A publicação Journal of Food Science publicou uma pesquisa dos alimentos norte-americanos que mais sofrem alterações na sua composição. A redução de custos financeiros é a principal causa destas adulterações.

O relatório foi encomendado pelo Departamento de Segurança Interna do país e financiado pelo Centro Nacional de Proteção de Alimentos e Defesa da Universidade de Minnesota.

Dentre as inadequações incluem-se as propagandas com afirmações falsas para benefício econômico. Por vezes, o anúncio pode render até processo judicial, como ocorreu no caso de uma caixa de suco de laranja. A embalagem afirma em seu rótulo que contem uma fórmula 100% natural.

O Journal of Food Science possui um banco de dados (FoodFraud.org) que contém 1.054 registros de pesquisas acadêmicas e mais 251 relatórios de mídia. O resultado desta última análise foi publicado no início do mês.

Confira os 7 alimentos mais adulterados:

Azeite ­- Geralmente, ele é adulterado com óleo de milho, óleo de avelã e óleo de palma. A recomendação é que consumidor só compre este produto em lojas que possuem um rigoroso controle de qualidade.

Leite - Uma prática assustadora é adicionar ao leite água oxigenada e/ou soda cáustica. Desta forma, o processo se torna mais barato e causa oxidação das vitaminas A e E. A Anvisa (Agência Nacional de Vigilância Sanitária) adverte sobre a necessidade de checar a  data de validade e a tabela nutricional antes de consumi-lo.

Mel - Nos Estados Unidos, um terço do mel está contaminado. A concentração de algumas substâncias, como glicose, xarope de milho e frutose, é bastante alta. Já no Brasil, não há relatos expressivos sobre este fato.

Açafrão - Considerada uma das especiarias mais caras do mundo, a planta recebe corante, gelatina, amido, entre outros contaminantes. Seu alto custo deve-se ao fato de que para se obter um quilo de açafrão seco, são processadas manualmente cerca de 150 mil flores, e para isso é preciso cultivar uma área de cerca de dois mil metros quadrados.

Suco de laranja - Há uma proporção correta entre o ácido isocítrico e os outros ácidos existentes neste suco. Ao determinar esta quantidade é possível identificar a adulteração no líquido.
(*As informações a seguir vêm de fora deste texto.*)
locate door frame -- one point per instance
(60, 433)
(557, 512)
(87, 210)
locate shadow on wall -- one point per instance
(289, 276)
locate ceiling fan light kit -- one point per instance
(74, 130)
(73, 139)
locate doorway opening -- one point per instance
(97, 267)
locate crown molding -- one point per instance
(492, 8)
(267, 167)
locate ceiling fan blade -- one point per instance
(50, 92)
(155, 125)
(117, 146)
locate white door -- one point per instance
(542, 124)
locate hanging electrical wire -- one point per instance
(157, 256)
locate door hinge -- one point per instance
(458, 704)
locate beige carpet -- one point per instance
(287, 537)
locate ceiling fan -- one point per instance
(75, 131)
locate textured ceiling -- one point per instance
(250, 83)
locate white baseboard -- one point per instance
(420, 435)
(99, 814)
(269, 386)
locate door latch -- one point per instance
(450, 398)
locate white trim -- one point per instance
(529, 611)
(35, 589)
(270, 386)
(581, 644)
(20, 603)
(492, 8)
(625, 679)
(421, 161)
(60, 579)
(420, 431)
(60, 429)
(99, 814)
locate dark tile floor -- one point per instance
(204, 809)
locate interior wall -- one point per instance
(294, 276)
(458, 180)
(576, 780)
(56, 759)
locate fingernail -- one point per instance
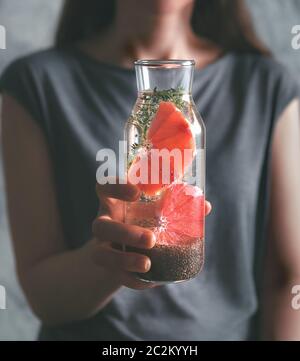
(147, 239)
(147, 265)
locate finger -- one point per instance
(208, 208)
(116, 260)
(107, 230)
(126, 192)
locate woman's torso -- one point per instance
(82, 105)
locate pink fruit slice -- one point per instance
(181, 215)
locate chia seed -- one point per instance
(172, 263)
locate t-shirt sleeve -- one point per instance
(21, 81)
(287, 88)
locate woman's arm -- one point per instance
(60, 285)
(282, 322)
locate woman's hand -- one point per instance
(109, 229)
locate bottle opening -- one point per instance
(172, 63)
(164, 75)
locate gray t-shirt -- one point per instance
(82, 104)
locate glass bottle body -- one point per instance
(165, 147)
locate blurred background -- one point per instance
(30, 26)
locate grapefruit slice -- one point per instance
(181, 215)
(169, 131)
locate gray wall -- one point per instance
(30, 25)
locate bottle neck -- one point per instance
(157, 75)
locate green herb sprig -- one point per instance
(147, 109)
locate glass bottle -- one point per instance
(165, 147)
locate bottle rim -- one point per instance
(171, 63)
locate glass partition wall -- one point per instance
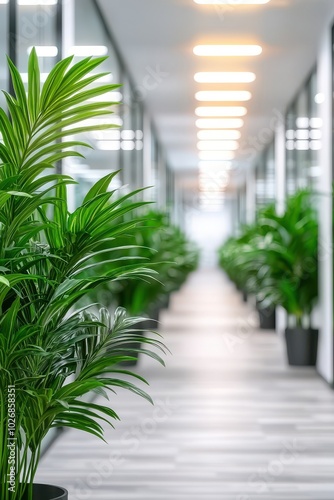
(4, 15)
(39, 24)
(303, 138)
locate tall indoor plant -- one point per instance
(51, 352)
(290, 272)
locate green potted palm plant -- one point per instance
(51, 352)
(290, 273)
(167, 251)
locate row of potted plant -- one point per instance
(166, 251)
(276, 259)
(53, 351)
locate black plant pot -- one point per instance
(47, 492)
(302, 346)
(267, 316)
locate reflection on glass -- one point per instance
(303, 137)
(3, 51)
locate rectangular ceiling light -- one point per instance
(225, 77)
(217, 145)
(228, 2)
(227, 50)
(37, 2)
(221, 111)
(223, 95)
(219, 123)
(216, 155)
(43, 77)
(89, 50)
(216, 135)
(214, 165)
(45, 50)
(108, 145)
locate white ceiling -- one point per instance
(159, 35)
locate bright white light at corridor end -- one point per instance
(45, 50)
(227, 50)
(37, 2)
(216, 135)
(216, 155)
(217, 145)
(219, 123)
(231, 3)
(223, 95)
(214, 165)
(221, 111)
(89, 50)
(225, 77)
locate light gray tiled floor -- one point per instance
(231, 420)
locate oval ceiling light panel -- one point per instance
(228, 2)
(216, 155)
(214, 165)
(227, 50)
(223, 95)
(89, 50)
(217, 145)
(225, 77)
(216, 135)
(221, 111)
(219, 123)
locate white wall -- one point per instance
(209, 230)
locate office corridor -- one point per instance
(231, 420)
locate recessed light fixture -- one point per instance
(89, 50)
(227, 50)
(216, 155)
(45, 50)
(217, 145)
(112, 96)
(219, 123)
(204, 165)
(43, 77)
(221, 111)
(108, 145)
(228, 2)
(37, 2)
(216, 135)
(225, 77)
(223, 95)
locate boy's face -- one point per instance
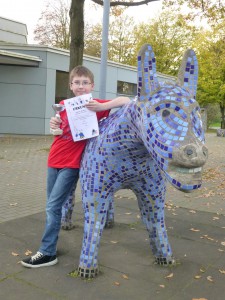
(81, 85)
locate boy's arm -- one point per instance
(116, 102)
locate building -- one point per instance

Nos EUA, o órgão que regulamenta esta área, detectou a presença de fungicida (espécie de pesticida) no suco de laranja exportado pelo Brasil.
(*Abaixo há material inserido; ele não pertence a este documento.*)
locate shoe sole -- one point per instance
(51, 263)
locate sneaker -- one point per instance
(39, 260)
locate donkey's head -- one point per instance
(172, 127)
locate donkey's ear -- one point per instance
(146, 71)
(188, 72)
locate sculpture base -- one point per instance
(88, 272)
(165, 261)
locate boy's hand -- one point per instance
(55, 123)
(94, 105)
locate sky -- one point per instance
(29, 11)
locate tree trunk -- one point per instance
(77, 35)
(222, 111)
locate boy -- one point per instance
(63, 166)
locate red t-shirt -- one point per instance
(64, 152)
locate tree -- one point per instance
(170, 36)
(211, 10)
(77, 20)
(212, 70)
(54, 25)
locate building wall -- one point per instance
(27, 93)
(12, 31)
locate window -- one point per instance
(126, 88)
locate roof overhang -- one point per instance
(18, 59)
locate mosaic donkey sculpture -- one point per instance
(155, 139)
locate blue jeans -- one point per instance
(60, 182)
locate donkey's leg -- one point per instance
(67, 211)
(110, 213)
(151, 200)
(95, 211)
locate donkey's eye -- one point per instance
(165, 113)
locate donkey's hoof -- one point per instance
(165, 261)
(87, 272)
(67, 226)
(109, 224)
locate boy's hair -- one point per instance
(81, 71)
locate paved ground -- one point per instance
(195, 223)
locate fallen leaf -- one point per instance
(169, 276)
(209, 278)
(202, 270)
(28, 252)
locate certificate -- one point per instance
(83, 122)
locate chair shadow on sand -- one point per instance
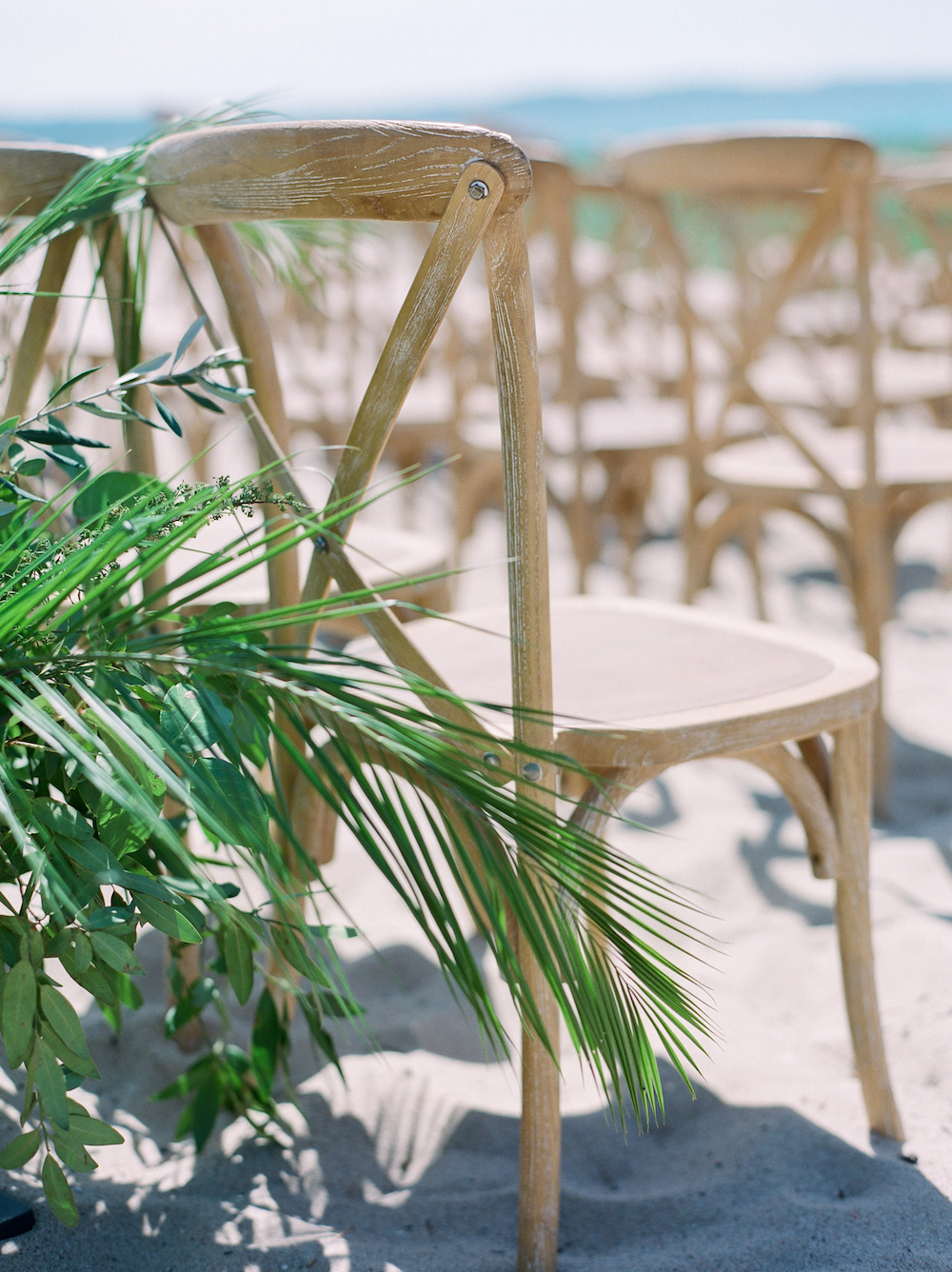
(716, 1188)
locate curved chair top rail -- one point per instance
(768, 159)
(32, 172)
(356, 169)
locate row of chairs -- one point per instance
(630, 687)
(787, 377)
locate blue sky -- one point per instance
(128, 56)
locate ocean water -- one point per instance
(911, 114)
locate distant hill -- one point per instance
(915, 114)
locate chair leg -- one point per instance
(850, 794)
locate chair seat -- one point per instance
(906, 455)
(640, 682)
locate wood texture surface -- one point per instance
(526, 541)
(364, 169)
(735, 162)
(32, 172)
(850, 786)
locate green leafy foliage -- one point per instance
(125, 725)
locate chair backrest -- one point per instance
(819, 169)
(473, 182)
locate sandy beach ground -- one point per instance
(412, 1164)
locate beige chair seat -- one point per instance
(906, 455)
(830, 375)
(645, 684)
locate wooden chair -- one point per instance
(879, 470)
(30, 174)
(638, 686)
(588, 419)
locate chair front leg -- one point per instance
(850, 797)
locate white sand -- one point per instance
(413, 1165)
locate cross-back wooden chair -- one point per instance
(30, 174)
(625, 432)
(638, 686)
(820, 436)
(587, 419)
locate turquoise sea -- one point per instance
(910, 114)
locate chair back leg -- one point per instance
(526, 537)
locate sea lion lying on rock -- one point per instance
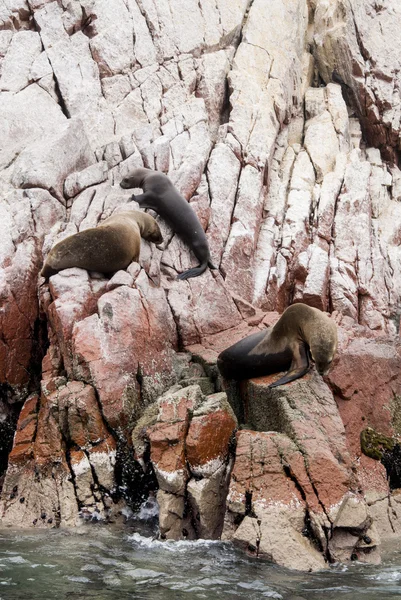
(161, 196)
(302, 333)
(110, 246)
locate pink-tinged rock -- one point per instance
(44, 163)
(238, 258)
(132, 333)
(366, 380)
(27, 116)
(167, 438)
(306, 411)
(25, 218)
(223, 172)
(352, 267)
(323, 157)
(42, 487)
(207, 441)
(258, 471)
(75, 297)
(202, 306)
(80, 180)
(268, 499)
(22, 450)
(316, 286)
(21, 53)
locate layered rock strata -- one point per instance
(275, 121)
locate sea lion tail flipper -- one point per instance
(195, 272)
(290, 376)
(299, 367)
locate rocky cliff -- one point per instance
(279, 122)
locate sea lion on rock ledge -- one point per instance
(161, 196)
(302, 333)
(110, 246)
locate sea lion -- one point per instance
(110, 246)
(302, 333)
(161, 196)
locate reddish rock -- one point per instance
(132, 333)
(208, 439)
(366, 380)
(20, 260)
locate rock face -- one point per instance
(279, 122)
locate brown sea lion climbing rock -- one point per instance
(160, 195)
(110, 246)
(302, 333)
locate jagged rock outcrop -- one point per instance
(275, 121)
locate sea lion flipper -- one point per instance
(193, 272)
(299, 367)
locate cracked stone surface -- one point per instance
(280, 123)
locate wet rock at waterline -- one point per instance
(275, 121)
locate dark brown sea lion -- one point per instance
(110, 246)
(302, 333)
(160, 195)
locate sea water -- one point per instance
(98, 562)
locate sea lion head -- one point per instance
(323, 344)
(136, 178)
(153, 233)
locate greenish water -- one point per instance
(96, 562)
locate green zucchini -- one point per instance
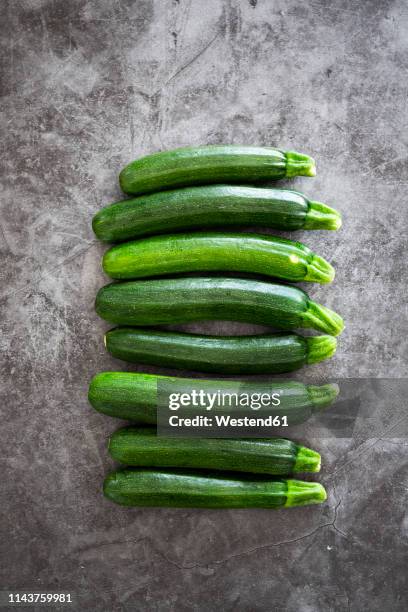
(256, 354)
(212, 164)
(202, 251)
(135, 395)
(211, 206)
(180, 300)
(193, 489)
(142, 447)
Suco de maçã - A pesquisa mostrou que este suco que é vendido em caixinhas, pode conter diversos contaminantes. Tais como: arsênio, xarope de milho e adoçante sintético. Os alimentos que são frequentemente contaminados pelo arsênio são peixes e crustáceos.
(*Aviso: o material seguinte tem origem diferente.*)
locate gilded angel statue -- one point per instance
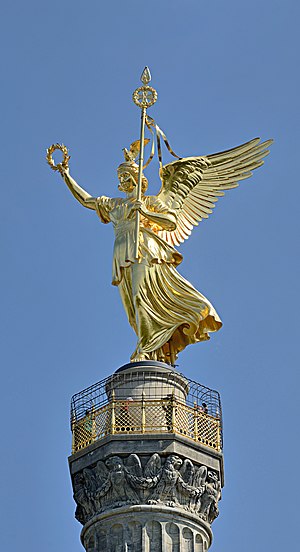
(166, 312)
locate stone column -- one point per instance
(150, 488)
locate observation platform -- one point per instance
(146, 398)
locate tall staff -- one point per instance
(144, 97)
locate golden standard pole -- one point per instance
(143, 97)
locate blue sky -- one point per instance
(225, 72)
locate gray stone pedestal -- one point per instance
(147, 467)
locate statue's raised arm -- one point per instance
(79, 193)
(166, 312)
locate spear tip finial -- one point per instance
(146, 76)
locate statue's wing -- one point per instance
(191, 186)
(200, 477)
(153, 466)
(101, 472)
(133, 465)
(187, 471)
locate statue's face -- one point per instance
(127, 182)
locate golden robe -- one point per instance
(165, 310)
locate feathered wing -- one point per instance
(192, 186)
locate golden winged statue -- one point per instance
(166, 312)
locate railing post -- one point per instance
(143, 412)
(173, 412)
(218, 436)
(73, 424)
(93, 421)
(195, 421)
(113, 413)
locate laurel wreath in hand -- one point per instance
(65, 162)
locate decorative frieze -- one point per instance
(171, 482)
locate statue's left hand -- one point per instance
(138, 206)
(63, 170)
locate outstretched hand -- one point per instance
(63, 170)
(138, 206)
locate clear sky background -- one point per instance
(225, 72)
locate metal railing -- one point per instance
(163, 415)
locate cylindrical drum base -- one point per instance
(146, 528)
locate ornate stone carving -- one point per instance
(174, 483)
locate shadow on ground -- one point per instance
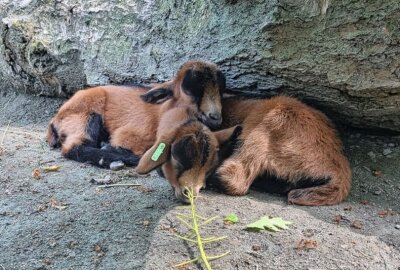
(133, 227)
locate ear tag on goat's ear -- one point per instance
(160, 149)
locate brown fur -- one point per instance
(290, 140)
(127, 114)
(181, 132)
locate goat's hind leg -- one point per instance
(102, 157)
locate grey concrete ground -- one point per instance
(134, 227)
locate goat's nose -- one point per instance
(214, 116)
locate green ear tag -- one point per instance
(160, 149)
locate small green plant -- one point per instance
(231, 218)
(194, 222)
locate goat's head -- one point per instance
(189, 153)
(198, 82)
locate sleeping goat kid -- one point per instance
(128, 117)
(185, 150)
(287, 147)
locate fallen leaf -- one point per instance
(98, 248)
(386, 212)
(308, 233)
(36, 174)
(231, 219)
(104, 181)
(356, 224)
(46, 261)
(52, 168)
(272, 224)
(56, 204)
(183, 267)
(19, 146)
(307, 244)
(72, 244)
(144, 189)
(41, 208)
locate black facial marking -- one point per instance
(204, 147)
(96, 130)
(87, 152)
(157, 96)
(193, 85)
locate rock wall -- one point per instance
(342, 56)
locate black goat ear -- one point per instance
(229, 134)
(157, 96)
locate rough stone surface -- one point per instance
(342, 56)
(132, 228)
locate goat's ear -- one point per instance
(157, 155)
(157, 96)
(228, 134)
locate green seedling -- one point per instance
(193, 222)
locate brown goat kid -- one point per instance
(128, 117)
(281, 144)
(287, 147)
(190, 150)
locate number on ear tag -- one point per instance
(160, 149)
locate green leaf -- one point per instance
(272, 224)
(233, 218)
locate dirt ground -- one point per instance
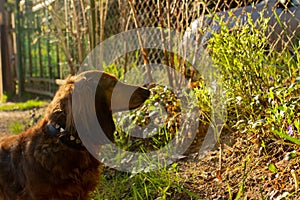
(241, 169)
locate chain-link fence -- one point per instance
(56, 36)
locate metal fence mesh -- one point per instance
(59, 34)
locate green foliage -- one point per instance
(160, 184)
(262, 87)
(16, 127)
(3, 98)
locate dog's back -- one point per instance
(35, 166)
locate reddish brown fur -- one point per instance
(35, 165)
Café - Esta bebida tão querida pelos brasileiros pode conter milho, cevada e centeio. Tudo isso em grande quantidade. Há marcas que acrescentam até caramelo para, aparentemente, atrair os consumidores que gostam de doce. Durante as pesquisas foram encontrados até madeira e casca de árvores. Com informações do Huffington Post.